The fourth industrial revolution – Industry 4.0 – is here.  Britain can be at the forefront of it just as it was for the first.

It is easy to be pessimistic, especially in times of change, but what is not so easy is looking at opportunities for growth, development and innovation in a landscape still dominated by talk of rising production costs, reduced access to international markets and the threat of impending tariffs.  That is precisely what UK manufacturers continue to do, however, confounding any fears that Brexit might have caused manufacturing to hit the buffers.

The UK Manufacturing PMI remains comfortably above the 50 mark, the level which would indicate stagnation in manufacturers’ investment intentions; the index’s recent upward trend to 56.7 evidences a clear intention amongst the UK’s manufacturers to invest and expand their operations to take advantage of the increase in demand both at home and abroad. Employment figures are encouraging, as are order books – at the end of 2016 backlogs of work increased for the first time since February 2014. On an annualised basis, manufacturing output is up by over 20% year-on-year.

On the other hand, Brexit and domestic political turmoil continue to present an uncertain future and the impact of President Trump’s administration’s protectionist policies are yet to be felt on this side of the Atlantic. Rising energy costs remain an issue for small and large companies in the UK, as does the skills shortage in STEM subjects. Private enterprise may be able to ride out the storm but it will take Government intervention to properly address the systemic challenges to the sector; the recent Industrial strategy may be the starting gun for just such an intervention.

There has been turbulence this year; the Society of Motor Manufacturers & Traders reported slower investment following several years of strong growth – despite Nissan’s commitment to two new plants in the North East. Some see this development as the bellwether for the sector as a whole as it slowly recognises the reality of a harsher post-Brexit trading environment.

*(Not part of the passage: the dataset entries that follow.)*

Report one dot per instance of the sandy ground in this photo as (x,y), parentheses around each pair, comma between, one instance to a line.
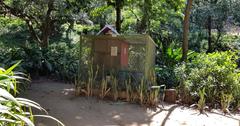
(59,101)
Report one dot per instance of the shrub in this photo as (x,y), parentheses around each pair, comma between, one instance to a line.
(216,72)
(16,111)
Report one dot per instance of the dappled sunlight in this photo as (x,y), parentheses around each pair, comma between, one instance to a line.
(60,101)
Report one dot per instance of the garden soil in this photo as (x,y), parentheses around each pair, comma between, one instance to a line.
(59,100)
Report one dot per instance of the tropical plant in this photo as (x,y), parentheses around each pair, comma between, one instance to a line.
(202,101)
(16,111)
(226,99)
(216,72)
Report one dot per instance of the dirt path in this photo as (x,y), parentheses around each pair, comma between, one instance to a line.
(59,100)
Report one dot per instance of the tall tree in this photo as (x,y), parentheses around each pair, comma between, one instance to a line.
(40,16)
(145,20)
(186,30)
(118,5)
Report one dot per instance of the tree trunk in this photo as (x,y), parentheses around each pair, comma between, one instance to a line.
(48,23)
(209,34)
(118,15)
(144,24)
(186,30)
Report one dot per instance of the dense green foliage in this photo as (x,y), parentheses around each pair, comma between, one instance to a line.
(16,111)
(216,72)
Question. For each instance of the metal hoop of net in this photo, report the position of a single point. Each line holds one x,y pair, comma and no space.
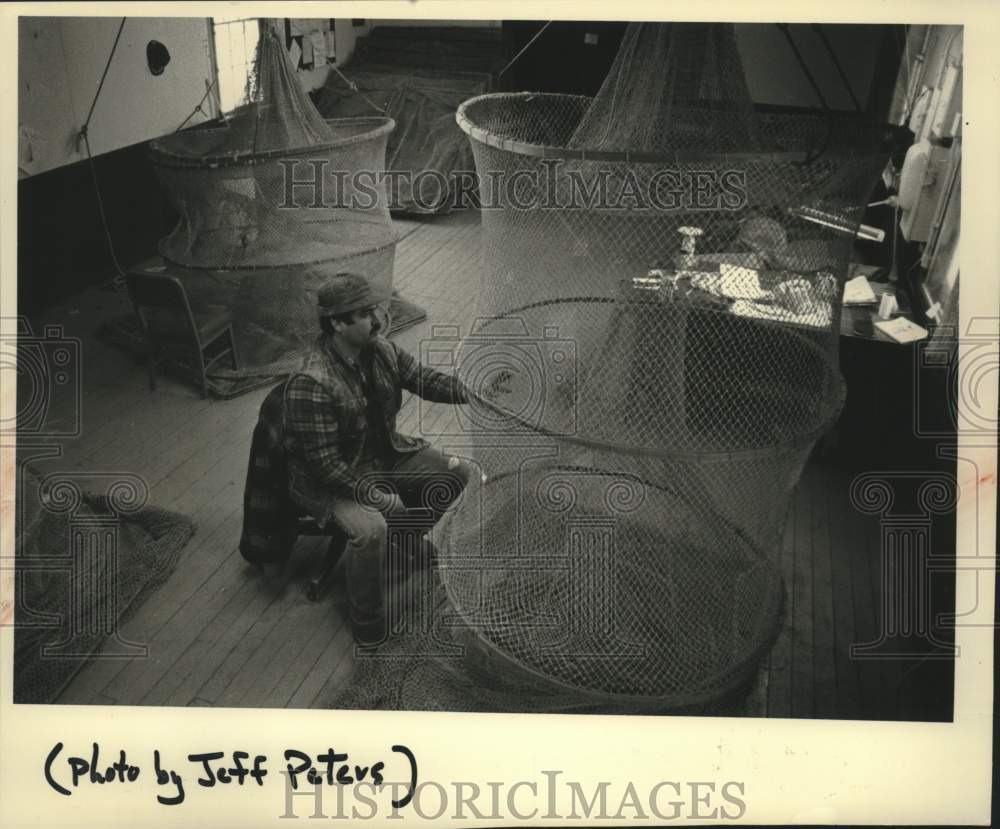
272,205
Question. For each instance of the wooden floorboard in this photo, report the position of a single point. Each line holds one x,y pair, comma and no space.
222,634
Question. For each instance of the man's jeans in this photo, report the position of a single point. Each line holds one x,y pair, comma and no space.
423,481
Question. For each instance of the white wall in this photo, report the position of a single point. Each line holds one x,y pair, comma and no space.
60,65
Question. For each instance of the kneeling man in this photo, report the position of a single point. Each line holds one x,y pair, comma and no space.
340,436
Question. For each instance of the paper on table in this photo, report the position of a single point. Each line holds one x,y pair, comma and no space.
732,282
902,330
816,317
857,291
741,283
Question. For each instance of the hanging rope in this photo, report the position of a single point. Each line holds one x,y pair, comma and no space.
354,88
197,108
822,148
836,64
783,27
117,281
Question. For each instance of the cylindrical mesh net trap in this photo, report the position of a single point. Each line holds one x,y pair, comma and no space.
658,317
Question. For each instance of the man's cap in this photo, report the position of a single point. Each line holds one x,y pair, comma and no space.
347,292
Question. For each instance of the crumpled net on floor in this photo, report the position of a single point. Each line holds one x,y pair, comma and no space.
72,593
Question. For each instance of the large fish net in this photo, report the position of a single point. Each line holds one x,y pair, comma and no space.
271,206
659,300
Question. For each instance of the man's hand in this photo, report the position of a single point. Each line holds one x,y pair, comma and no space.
388,503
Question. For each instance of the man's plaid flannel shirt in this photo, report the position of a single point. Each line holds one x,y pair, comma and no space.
326,429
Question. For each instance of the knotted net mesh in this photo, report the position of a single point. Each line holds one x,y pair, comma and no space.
271,206
658,317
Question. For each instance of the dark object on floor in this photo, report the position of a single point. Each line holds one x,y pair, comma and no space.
123,331
172,330
157,57
419,76
85,563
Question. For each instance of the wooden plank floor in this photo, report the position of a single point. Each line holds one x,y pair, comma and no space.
222,635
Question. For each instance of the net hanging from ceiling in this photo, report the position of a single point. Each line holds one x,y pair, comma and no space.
272,205
662,272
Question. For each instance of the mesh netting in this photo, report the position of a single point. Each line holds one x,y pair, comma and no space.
662,274
83,568
271,206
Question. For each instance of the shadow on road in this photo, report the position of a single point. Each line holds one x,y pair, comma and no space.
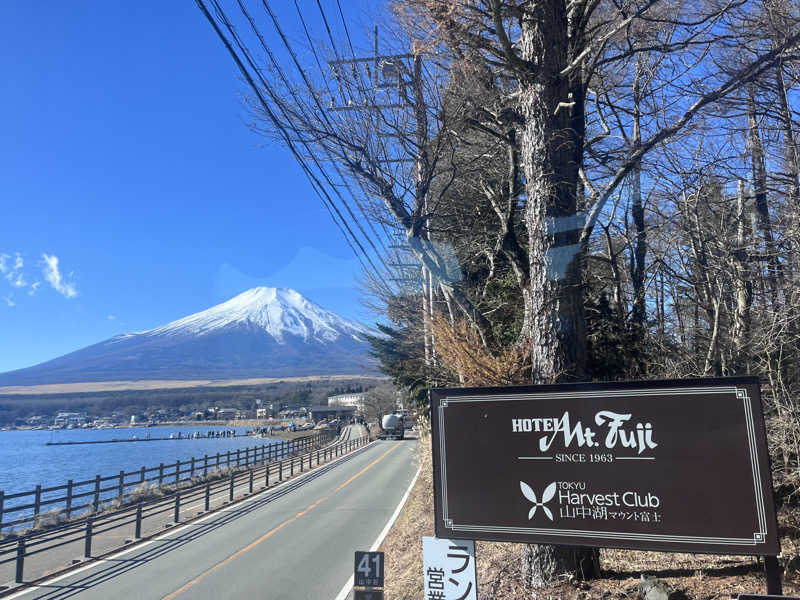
111,568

Perhaps the glowing growth figures belie an impending downturn of which the SMMT’s announcement is a portent.  In truth, it remains too early to tell.

There are a number of challenges to the status quo for UK plc.  But the changing face of manufacturing is as much, if not more, about what companies are doing to force change in the sector as it is about what companies are doing to react to existential threats.  Industry 4.0 – the trend toward automation and use of data – represents just such a shift and it is one being embraced by companies and government alike.

Investment in R&D is up but it still lags behind other OECD countries. The Government has pledged to invest an extra £4.7 billion in research and innovation in the next four years in an effort to replicate and build on the breakthroughs achieved in recent years by the likes of the High Value Manufacturing Catapult centres.  The capability of these world-class centres of technological and process innovation is an example for how Industry 4.0 should be embraced; the Government’s all-party group on Industry 4.0 would do well to follow the lead of Rotherham’s Advanced Manufacturing Research Centre and others.

But innovation cannot be driven only by Government or academia; it is the input, investment and enthusiasm of private enterprise that funds the vast majority of the UK’s manufacturing R&D either in collaboration with the likes of the Catapult centres or through their own in-house programs. Notably, of Forbes’ list of the world’s most innovative companies, six are UK-based with four of them – SABMiller, Smith & Nephew, Reckitt Benckiser and ARM Group – flying the flag for the UK’s manufacturing sector.  Even away from the PLCs, innovation is no less noteworthy; Islabikes’ Imagine Project is a fantastic vision of the future with its commitment to developing a closed-loop supply chain. Many more are likely to follow suit.

The sector’s future will be shaped more by people than by products or processes.  Many would argue that this is where the sector’s greatest challenge lies, in shaking off its long established reputation as the dirty underbelly of UK plc and presenting it as a beacon of advancement and achievement. Only by attracting the brightest minds to the sector can it continue to thrive in a world where the vast majority of tomorrow’s STEM graduates – by some margin – will emanate from the Far East. The UK will inevitably find itself playing catch-up in an effort to deliver better training and skills but it shouldn’t prove to be too late, especially given a strong domestic skills base.  Perhaps adopting a regular review structure for skills, similar to the start-of-parliament defence and public spending reviews would help focus the Government’s efforts – and investment.

The uncertainty around Brexit and a possible further election should invite reserved judgment – and commentary – for later.  Nothing is known of what form our post-Brexit trading landscape will take and, whilst Brexit will undoubtedly be a key part of what constitutes the changing face of manufacturing, it is only part of the puzzle for the sector.

Automation will have an increasingly significant role in shaping the workforce of the future, and the extent to which automation jeopardises the human role in the manufacturing process will depend not only on the speed of technological development but the attitude of policy-makers. Whilst it might be too early to talk of an I, Robot-like future where bots are masters of their own destiny, the speed at which industry is embracing the opportunities afforded by automation is notable.

With increased productivity, better development of skills and access to international markets, the sector should prosper.  And driving all of that will be the UK’s continued innovation and investment toward a changed face of manufacturing – leading the way on the fourth industrial revolution just as we did on the first.